I'm still experimenting with my exercise music playlist. It's a mix of dance music from the 70s to present, with a focus on newer club tracks that make me feel like a fit and active 20-something and NOT a 50-something chubster grooving out to tunes made by people half my age, played irresponsibly loud to make me feel especially young, dumb, and inspired. It's a work in progress, but I think it's great.

I did, however, inadvertently discover the music NOT to play while one works out. The other day, I thought I could multi-task at the gym. Local promoters Void Church are throwing a super spooky Halloween bash at Wake Brewing in Rock Island on the 31st, and I've been tapped to share DJ duties that night. It'll mostly be an evening of goth, industrial, and darkwave alternative music from yesteryear, so I've been going through tracks looking for some gems to dust off that night.
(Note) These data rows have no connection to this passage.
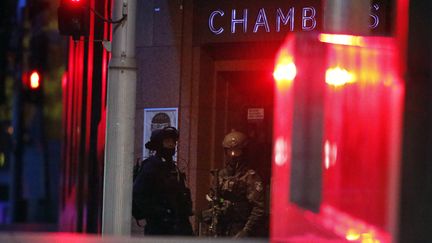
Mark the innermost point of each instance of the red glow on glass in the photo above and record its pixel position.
(338, 77)
(362, 113)
(349, 40)
(34, 80)
(285, 72)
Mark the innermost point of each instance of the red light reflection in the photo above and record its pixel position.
(34, 80)
(362, 110)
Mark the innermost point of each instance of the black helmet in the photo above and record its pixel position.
(159, 135)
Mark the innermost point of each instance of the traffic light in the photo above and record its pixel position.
(73, 18)
(32, 86)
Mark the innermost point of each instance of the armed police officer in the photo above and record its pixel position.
(236, 195)
(160, 195)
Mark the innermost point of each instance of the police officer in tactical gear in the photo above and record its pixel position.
(236, 195)
(160, 195)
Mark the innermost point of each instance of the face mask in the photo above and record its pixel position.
(167, 153)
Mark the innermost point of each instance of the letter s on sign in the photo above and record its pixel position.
(211, 22)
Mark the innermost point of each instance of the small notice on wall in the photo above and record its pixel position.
(255, 113)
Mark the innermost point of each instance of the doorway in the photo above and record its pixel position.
(244, 102)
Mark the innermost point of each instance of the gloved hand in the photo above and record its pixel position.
(241, 234)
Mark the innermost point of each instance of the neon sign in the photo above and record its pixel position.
(239, 22)
(266, 20)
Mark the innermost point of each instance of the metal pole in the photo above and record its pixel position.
(120, 130)
(347, 16)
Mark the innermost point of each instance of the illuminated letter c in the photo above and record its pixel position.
(211, 22)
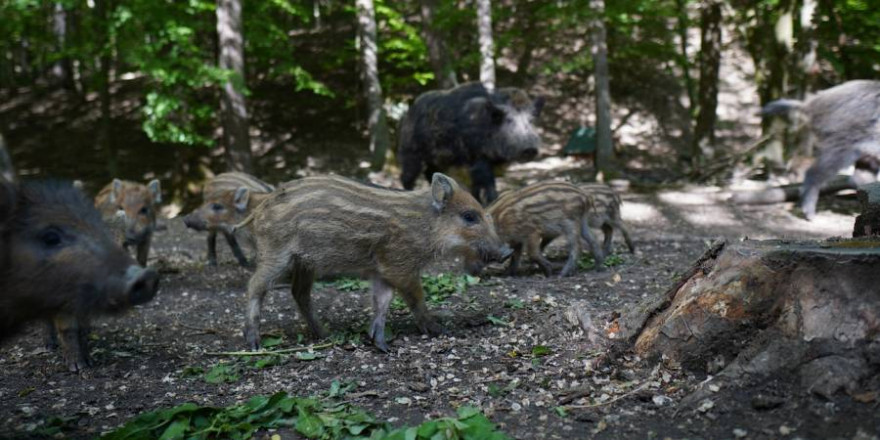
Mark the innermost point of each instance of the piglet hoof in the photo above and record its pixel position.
(252, 338)
(432, 328)
(377, 334)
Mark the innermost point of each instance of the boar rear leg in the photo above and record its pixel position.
(414, 296)
(587, 235)
(574, 250)
(301, 288)
(382, 294)
(143, 250)
(622, 228)
(533, 249)
(827, 165)
(236, 249)
(74, 345)
(514, 260)
(267, 273)
(212, 248)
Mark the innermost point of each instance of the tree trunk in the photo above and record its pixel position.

At the gym the other day, I decided to peruse some of Spotify's goth playlists in hopes of finding some good spooky tracks for the party.

I hit shuffle on the playlist and hopped on an elliptical machine. Within seconds, my ears were greeted by a surplus of haunting, ethereal, and entirely inappropriate workout music. I went to skip ahead, but quickly realized my phone was in a cubby-hole just out of reach. I didn't want to stop the elliptical and ruin the good heart rate I'd worked up, so I decided to just power through for a half hour and let the playlist shuffle away. What followed was the weirdest workout of all time. The All-Music Guide refers to the British group Cranes as "chilling," "unsettling," and "nervously threatening," which is exactly the kind of vibe you don't need to conjure up at the YMCA. Yet the Cranes, This Mortal Coil, and Bauhaus soundtracked my evening jog on the elliptical that night.

So if you were wandering around the YMCA last week and saw a sweaty fat lunatic giggling to himself, he was NOT plotting your demise, I promise. He was just REALLY amused to be jogging to a soundtrack of death, despair, and loneliness. Maybe my new calling is to become the Richard Simmons of the counter-culture set -- I can lead classes called "Sweatin' With The Goths" where dour day-walkers in all-black shuffle around morosely to the dulcet angst of the Sisters of Mercy. You've got to admit, it'd be better than watching The Kardashians.